She did not waste words on fools. She spoke instead to the prisoner, using an ancient dialect of Arabic. “When were you born?”
Those eyes bore into her, even pushing her back by the sheer force of his will, a buffeting wind of inner strength. He seemed to be judging whether to offer her a lie, but from whatever he found in her face, he recognized the futility of it.
When he spoke, his words were soft but came from a place of great weight. “I was born in Muharram in the Hijri year five-and-ninety.”
Godefroy understood enough Arabic to scoff. “The year ninety-five? That would make him over a thousand years old.”
“No,” she said, more to herself than him, calculating in her head. “His people use a different accounting of years than we do, starting when their prophet Muhammad arrived in Mecca.”
“So the man here is not a thousand years old?”

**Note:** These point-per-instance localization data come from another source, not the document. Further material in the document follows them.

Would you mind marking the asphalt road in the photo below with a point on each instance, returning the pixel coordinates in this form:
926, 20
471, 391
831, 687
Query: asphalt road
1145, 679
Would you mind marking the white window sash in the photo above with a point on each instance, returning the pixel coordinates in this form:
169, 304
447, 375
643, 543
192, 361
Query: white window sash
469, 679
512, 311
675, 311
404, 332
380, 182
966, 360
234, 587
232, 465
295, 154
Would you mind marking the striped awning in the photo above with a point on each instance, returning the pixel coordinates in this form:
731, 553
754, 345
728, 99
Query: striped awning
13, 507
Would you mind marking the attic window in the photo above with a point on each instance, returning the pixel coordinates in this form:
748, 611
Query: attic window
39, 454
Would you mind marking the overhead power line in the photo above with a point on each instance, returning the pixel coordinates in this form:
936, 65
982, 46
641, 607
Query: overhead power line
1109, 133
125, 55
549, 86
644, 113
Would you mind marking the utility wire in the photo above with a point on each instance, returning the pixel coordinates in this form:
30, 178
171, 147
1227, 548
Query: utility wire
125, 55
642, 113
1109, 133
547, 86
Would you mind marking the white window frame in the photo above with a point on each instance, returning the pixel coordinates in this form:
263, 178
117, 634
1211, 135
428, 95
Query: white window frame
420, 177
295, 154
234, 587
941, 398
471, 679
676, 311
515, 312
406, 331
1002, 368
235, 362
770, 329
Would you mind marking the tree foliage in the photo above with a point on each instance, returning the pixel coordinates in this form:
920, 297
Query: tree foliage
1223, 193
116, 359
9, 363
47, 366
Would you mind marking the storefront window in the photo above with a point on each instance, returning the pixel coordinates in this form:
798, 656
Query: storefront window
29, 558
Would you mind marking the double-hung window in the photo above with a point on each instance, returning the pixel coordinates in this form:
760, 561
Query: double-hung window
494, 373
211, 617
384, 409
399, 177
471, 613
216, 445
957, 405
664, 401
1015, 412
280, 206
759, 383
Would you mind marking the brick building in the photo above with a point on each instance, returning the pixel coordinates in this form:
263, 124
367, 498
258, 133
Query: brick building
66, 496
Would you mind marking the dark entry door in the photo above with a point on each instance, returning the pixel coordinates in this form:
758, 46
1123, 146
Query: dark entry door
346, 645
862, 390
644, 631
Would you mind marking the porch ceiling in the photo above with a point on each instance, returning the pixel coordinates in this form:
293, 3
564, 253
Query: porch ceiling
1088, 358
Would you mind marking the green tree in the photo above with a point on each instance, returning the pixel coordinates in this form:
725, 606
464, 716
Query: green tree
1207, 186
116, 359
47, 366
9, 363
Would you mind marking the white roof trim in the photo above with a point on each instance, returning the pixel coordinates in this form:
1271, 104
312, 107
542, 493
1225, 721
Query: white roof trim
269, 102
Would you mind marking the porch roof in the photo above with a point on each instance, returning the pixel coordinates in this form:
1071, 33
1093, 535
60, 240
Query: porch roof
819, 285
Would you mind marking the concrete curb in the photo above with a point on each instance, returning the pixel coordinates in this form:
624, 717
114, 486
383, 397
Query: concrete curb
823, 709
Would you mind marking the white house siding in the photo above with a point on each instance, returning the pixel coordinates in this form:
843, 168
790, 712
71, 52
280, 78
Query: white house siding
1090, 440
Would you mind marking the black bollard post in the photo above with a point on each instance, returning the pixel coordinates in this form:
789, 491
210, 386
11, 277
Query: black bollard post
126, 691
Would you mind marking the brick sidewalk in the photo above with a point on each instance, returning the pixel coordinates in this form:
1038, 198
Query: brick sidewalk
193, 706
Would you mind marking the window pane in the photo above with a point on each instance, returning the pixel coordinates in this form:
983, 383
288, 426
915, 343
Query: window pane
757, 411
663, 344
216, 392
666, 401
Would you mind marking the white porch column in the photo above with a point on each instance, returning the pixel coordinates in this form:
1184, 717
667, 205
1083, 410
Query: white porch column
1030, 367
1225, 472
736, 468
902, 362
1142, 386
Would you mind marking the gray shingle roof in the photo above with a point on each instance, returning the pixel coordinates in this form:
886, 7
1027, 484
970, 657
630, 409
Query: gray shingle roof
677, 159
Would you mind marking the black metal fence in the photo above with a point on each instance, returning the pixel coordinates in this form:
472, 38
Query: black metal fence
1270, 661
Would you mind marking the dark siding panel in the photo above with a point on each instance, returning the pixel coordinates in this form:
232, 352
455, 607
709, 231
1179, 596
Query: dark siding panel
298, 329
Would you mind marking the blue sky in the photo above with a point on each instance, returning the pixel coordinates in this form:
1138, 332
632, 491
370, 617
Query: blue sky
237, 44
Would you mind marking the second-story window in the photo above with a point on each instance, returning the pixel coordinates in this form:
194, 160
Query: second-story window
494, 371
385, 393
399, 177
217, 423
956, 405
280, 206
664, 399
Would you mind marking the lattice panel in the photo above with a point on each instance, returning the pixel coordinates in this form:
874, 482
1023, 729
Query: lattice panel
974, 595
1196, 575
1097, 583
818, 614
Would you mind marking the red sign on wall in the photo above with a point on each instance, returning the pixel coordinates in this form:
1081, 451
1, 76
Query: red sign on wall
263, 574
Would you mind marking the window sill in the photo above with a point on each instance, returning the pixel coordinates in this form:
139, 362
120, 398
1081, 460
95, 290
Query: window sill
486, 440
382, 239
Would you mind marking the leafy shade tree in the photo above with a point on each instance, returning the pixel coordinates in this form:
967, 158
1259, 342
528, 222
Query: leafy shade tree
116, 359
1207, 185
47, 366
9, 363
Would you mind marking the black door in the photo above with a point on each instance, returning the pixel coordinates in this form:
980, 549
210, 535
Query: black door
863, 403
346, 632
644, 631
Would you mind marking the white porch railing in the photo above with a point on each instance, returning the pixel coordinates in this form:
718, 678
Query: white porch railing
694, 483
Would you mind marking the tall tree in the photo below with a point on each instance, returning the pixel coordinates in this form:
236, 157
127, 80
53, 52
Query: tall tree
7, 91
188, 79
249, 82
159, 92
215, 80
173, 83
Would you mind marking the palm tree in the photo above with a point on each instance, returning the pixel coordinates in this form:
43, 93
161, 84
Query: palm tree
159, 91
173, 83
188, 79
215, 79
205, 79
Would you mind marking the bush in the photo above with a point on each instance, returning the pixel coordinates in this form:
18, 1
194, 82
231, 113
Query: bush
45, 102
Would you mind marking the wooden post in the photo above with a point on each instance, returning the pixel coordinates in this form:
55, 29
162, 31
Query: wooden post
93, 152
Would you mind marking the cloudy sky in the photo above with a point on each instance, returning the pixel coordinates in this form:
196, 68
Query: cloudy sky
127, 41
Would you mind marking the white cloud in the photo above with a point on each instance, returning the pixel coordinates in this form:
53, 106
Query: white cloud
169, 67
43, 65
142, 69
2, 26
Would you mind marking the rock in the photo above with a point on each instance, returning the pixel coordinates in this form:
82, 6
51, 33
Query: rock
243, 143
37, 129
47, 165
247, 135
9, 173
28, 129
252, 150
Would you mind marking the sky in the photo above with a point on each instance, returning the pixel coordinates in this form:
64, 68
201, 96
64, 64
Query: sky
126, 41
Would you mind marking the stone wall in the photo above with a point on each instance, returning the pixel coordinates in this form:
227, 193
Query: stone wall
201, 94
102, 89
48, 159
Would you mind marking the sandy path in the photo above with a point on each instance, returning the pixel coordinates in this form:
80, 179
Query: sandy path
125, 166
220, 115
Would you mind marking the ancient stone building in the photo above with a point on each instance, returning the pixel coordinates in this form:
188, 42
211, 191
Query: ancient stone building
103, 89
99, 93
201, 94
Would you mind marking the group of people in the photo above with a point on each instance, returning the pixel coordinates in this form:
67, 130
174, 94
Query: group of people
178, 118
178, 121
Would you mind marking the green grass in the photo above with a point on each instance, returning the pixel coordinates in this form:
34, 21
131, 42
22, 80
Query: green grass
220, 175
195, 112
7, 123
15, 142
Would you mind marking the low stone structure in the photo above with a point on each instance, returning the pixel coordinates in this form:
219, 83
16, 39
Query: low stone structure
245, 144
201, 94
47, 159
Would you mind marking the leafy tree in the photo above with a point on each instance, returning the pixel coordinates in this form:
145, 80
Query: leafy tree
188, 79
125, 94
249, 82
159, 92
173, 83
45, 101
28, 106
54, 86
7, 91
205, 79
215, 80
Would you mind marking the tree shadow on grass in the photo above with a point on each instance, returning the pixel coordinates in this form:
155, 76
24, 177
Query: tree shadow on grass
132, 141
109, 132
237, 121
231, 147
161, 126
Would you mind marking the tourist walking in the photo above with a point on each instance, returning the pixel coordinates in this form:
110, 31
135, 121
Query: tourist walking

“Not at all,” she said, finishing the conversion in her head. “He’s only lived five hundred and twenty years.”
From the corner of her eye, she noted Godefroy turn toward her, aghast.
“Impossible,” he said with a tremulous quaver that betrayed the shallow depth of his disbelief.
She never broke from the prisoner’s gaze. Within those eyes, she sensed an unfathomable, frightening knowledge. She tried to picture all he had witnessed over the centuries: mighty empires rising and falling, cities thrusting out of the sands only to be worn back down by the ages. How much could he reveal of ancient mysteries and lost histories?
But she was not here to press questions upon him.
And she doubted he would answer them anyway.
Not this man-if he could still be called a man.
When next he spoke, it came with a warning, his fingers tightening on his staff. “The world is not ready for what you seek. It is forbidden.”
She refused to back down. “That is not for you to decide. If a man is fierce enough to grasp it, then it is his right to claim and possess it.”